Secondly, there is inherent hypocrisy in saying that Leites is smart for trying to minimize his own personal risk by not trading with Silva. Where then, is the acceptance for Silva's prudence? He fought as smart as could be asked: he counterstruck cleanly and effectively, giving Leites no ability to generate offense, ultimately tiring himself out and precluding himself from generating any further offense.
Consider the further ridiculousness of an absolute statement like "Everyone knew he could finish the fight" and "He didn't even think about pulling the trigger." I don't feel horribly qualified to discuss Anderson Silva's innermost thoughts, nor should anyone else until he makes them explicit.
And on that note, Silva did make some of his thoughts explicit. He said repeatedly following the fight that he had worked incredibly hard to become champion, and didn't want to lose it -- a tacit admission of not wanting to blow it against a fighter who, regardless of how inert he looked late in the fight, could still add another checker to his past. I doubt that if Silva was more aggressive, he would've ended up in a submission, but as far as wackiness going in the pantheon of MMA, that's hardly an incident to bat an eye at.
Anderson Silva's performance against Thales Leites was his most unenthralling in several years. It's not a fight I'll likely ever watch again, unless some specific kind of film research requires it.

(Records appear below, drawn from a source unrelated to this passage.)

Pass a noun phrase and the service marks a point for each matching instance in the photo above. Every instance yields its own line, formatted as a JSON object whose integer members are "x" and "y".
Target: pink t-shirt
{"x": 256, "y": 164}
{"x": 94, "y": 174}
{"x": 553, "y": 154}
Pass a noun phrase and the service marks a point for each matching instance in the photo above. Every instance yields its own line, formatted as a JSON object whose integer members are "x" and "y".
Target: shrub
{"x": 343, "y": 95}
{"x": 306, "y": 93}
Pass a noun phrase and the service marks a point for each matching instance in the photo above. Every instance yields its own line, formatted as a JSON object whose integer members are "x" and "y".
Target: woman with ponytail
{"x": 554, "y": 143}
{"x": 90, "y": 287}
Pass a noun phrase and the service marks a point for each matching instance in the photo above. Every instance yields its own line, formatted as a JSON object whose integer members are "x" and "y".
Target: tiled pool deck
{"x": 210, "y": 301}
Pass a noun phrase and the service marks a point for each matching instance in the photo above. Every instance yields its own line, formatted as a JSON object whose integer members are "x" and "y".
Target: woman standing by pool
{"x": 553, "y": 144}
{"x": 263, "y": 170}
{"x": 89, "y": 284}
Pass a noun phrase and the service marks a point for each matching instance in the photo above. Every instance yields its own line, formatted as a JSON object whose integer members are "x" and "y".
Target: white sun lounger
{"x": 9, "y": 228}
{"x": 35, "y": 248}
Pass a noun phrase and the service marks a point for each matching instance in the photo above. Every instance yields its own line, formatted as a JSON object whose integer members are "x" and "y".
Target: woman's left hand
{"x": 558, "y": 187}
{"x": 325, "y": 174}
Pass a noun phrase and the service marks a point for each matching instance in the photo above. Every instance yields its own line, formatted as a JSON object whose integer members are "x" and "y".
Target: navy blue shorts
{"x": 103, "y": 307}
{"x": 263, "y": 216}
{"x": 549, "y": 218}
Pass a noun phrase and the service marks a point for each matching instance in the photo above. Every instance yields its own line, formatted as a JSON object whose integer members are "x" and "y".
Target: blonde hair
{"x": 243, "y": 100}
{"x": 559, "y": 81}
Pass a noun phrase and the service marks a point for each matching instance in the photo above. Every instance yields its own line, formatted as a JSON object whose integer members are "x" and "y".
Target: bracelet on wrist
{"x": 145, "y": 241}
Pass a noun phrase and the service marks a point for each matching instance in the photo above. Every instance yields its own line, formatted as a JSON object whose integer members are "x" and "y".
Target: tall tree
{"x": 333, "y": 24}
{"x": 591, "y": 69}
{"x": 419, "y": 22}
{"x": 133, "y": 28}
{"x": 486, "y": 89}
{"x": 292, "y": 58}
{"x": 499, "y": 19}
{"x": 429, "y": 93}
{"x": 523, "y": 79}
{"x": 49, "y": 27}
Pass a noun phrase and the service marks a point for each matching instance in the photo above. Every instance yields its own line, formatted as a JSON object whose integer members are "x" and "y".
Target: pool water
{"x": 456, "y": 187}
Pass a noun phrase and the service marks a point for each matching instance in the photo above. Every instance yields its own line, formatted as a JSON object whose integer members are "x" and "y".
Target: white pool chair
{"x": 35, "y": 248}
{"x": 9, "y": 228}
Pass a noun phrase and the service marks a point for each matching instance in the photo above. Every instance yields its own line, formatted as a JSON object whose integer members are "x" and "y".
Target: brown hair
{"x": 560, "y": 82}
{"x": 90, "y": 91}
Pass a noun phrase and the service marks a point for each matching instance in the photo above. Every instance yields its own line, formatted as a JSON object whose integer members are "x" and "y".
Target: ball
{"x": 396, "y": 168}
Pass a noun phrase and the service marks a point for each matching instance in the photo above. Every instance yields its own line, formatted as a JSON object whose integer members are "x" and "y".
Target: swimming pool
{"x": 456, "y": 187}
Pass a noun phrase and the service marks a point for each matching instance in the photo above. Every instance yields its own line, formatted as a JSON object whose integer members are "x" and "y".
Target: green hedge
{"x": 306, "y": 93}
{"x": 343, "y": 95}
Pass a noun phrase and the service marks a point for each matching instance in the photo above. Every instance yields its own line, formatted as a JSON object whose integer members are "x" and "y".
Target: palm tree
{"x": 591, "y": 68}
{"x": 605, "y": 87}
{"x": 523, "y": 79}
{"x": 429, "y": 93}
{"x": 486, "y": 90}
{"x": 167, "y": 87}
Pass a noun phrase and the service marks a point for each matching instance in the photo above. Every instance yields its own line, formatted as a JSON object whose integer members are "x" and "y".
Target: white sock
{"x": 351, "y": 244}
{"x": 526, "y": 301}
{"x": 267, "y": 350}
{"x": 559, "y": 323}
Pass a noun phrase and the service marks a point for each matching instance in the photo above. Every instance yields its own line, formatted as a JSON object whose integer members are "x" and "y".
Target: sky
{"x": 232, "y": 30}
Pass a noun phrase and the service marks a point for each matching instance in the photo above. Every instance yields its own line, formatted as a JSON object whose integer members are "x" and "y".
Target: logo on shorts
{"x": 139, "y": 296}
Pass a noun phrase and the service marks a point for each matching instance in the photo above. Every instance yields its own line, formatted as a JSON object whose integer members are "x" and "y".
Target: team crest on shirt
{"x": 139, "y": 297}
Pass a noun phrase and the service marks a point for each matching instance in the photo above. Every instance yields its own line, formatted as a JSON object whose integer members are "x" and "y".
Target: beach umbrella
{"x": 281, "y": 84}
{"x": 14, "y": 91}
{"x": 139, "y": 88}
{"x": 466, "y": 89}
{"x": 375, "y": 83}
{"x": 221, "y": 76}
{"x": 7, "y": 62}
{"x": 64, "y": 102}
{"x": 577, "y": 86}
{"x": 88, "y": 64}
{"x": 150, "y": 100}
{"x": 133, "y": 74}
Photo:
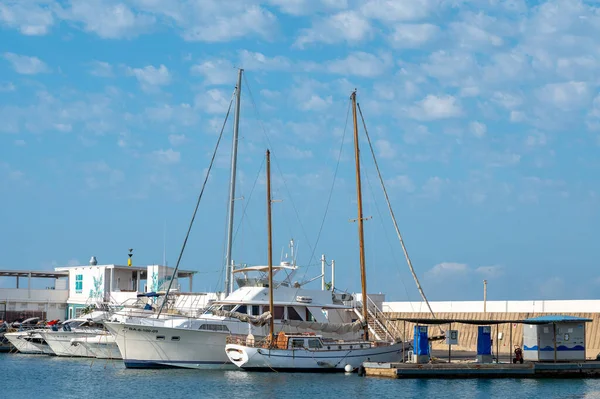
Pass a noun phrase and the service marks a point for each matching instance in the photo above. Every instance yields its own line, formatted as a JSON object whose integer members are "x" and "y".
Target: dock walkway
{"x": 589, "y": 369}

But this rubbish that Silva has something be ashamed of, something to be repentant for, is idiotic. If Silva concentrated his dominance into a five-second flurry which earned him a perfunctory stoppage late in the fight, would it really have made the fight that much "better"? Would it have made the 20-some minutes beforehand "worthwhile"?

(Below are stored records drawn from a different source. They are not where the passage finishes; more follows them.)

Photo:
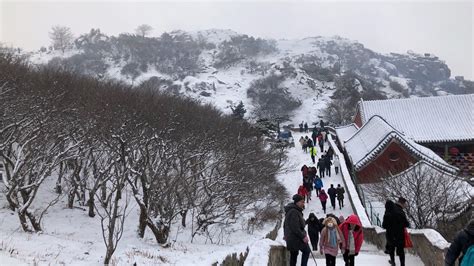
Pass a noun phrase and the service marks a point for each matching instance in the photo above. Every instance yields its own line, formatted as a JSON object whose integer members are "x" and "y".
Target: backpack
{"x": 468, "y": 256}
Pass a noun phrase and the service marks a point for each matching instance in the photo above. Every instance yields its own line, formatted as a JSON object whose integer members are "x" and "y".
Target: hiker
{"x": 293, "y": 231}
{"x": 323, "y": 197}
{"x": 331, "y": 239}
{"x": 353, "y": 236}
{"x": 327, "y": 164}
{"x": 318, "y": 185}
{"x": 314, "y": 136}
{"x": 308, "y": 185}
{"x": 314, "y": 227}
{"x": 302, "y": 191}
{"x": 321, "y": 141}
{"x": 312, "y": 153}
{"x": 320, "y": 166}
{"x": 304, "y": 170}
{"x": 336, "y": 164}
{"x": 332, "y": 196}
{"x": 340, "y": 195}
{"x": 309, "y": 142}
{"x": 395, "y": 222}
{"x": 463, "y": 244}
{"x": 330, "y": 152}
{"x": 305, "y": 146}
{"x": 335, "y": 218}
{"x": 303, "y": 143}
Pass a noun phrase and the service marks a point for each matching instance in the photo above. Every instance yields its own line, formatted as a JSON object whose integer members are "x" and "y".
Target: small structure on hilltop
{"x": 377, "y": 150}
{"x": 444, "y": 124}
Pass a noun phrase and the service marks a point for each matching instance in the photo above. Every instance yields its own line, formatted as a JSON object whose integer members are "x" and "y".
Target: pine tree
{"x": 239, "y": 111}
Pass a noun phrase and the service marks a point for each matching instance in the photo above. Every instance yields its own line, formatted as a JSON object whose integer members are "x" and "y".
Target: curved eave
{"x": 444, "y": 140}
{"x": 393, "y": 135}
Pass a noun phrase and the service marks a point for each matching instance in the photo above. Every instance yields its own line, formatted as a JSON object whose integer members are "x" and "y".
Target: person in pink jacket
{"x": 323, "y": 197}
{"x": 354, "y": 236}
{"x": 331, "y": 240}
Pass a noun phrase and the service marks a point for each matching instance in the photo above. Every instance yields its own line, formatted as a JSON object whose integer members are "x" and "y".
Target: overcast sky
{"x": 442, "y": 28}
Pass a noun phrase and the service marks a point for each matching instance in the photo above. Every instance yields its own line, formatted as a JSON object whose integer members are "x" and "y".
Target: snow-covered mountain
{"x": 223, "y": 67}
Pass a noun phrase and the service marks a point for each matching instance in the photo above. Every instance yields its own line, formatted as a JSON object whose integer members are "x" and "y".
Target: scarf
{"x": 332, "y": 235}
{"x": 351, "y": 242}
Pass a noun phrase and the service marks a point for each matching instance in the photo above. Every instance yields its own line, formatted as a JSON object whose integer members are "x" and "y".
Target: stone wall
{"x": 422, "y": 246}
{"x": 278, "y": 256}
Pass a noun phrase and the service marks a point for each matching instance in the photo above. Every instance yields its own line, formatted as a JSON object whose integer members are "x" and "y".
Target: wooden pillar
{"x": 446, "y": 152}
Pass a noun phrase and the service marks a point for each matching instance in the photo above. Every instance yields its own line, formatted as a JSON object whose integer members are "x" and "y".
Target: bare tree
{"x": 61, "y": 37}
{"x": 338, "y": 111}
{"x": 143, "y": 30}
{"x": 432, "y": 194}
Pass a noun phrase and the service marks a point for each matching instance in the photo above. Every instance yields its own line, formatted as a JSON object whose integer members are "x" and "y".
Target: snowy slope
{"x": 71, "y": 237}
{"x": 415, "y": 74}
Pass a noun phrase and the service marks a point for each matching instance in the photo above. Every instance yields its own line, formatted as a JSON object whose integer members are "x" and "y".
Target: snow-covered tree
{"x": 61, "y": 37}
{"x": 143, "y": 30}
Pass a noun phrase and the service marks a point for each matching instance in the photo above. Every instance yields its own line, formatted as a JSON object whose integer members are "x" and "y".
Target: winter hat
{"x": 297, "y": 197}
{"x": 330, "y": 220}
{"x": 470, "y": 225}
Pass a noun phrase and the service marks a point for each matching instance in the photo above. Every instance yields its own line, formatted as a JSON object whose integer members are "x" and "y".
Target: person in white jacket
{"x": 336, "y": 164}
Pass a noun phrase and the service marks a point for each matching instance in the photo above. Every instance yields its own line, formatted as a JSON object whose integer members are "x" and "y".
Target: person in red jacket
{"x": 302, "y": 192}
{"x": 323, "y": 197}
{"x": 353, "y": 236}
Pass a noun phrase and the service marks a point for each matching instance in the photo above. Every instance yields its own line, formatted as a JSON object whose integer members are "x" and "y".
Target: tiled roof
{"x": 428, "y": 119}
{"x": 345, "y": 132}
{"x": 376, "y": 134}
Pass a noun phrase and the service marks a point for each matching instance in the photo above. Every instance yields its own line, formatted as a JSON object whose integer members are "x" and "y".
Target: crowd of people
{"x": 329, "y": 234}
{"x": 332, "y": 234}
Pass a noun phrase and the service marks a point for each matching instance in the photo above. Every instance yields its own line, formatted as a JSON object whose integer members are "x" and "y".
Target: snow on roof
{"x": 427, "y": 119}
{"x": 376, "y": 134}
{"x": 346, "y": 132}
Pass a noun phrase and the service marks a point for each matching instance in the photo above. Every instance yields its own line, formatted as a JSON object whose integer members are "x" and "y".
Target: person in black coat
{"x": 395, "y": 222}
{"x": 463, "y": 240}
{"x": 294, "y": 233}
{"x": 314, "y": 227}
{"x": 332, "y": 196}
{"x": 321, "y": 168}
{"x": 327, "y": 164}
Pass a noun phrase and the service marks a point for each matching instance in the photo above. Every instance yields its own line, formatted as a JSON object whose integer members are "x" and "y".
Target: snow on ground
{"x": 369, "y": 254}
{"x": 71, "y": 237}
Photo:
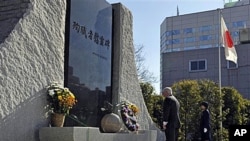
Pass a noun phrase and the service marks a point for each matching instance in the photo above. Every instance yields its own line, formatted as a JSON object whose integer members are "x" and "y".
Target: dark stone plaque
{"x": 89, "y": 58}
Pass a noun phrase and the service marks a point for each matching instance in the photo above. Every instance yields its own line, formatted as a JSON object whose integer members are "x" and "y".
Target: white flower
{"x": 51, "y": 92}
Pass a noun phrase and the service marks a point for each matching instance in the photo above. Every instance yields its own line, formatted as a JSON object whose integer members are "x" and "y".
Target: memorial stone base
{"x": 92, "y": 134}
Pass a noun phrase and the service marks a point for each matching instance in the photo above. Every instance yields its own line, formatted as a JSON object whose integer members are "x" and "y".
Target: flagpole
{"x": 220, "y": 103}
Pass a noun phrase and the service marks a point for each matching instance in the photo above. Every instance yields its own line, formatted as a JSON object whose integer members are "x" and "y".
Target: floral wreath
{"x": 61, "y": 99}
{"x": 128, "y": 114}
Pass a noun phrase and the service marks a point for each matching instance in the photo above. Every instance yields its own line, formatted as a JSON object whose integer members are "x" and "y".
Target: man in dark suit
{"x": 171, "y": 119}
{"x": 205, "y": 123}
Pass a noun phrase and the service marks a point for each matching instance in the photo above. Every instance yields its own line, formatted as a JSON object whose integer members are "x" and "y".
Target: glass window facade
{"x": 189, "y": 39}
{"x": 206, "y": 37}
{"x": 206, "y": 28}
{"x": 188, "y": 30}
{"x": 172, "y": 32}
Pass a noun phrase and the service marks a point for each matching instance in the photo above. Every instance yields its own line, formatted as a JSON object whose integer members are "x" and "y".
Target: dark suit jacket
{"x": 171, "y": 108}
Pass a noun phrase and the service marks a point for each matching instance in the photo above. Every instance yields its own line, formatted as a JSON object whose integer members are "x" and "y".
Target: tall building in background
{"x": 189, "y": 47}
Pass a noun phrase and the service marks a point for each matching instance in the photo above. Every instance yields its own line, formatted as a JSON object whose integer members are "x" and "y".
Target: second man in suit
{"x": 171, "y": 119}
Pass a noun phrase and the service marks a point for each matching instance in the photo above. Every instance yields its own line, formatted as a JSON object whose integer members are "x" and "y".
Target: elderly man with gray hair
{"x": 171, "y": 119}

Whether or not Silva forced Yves Lavigne into action doesn't change the fact that he completely dummied a top-10 fighter and made him look amateurish. It is perfectly fine that fans and pundits alike weren't galvanized by his performance, but to expect an apology is revoltingly backwards. Their job is to collect purses and put scalps on their resumes, not to enthrall you, although it's often a welcomed side effect. If you are going to "expect more" from great prizefighters, prepare to have your expectations go unmet, and don't feel you deserve anything when it happens, because you don't.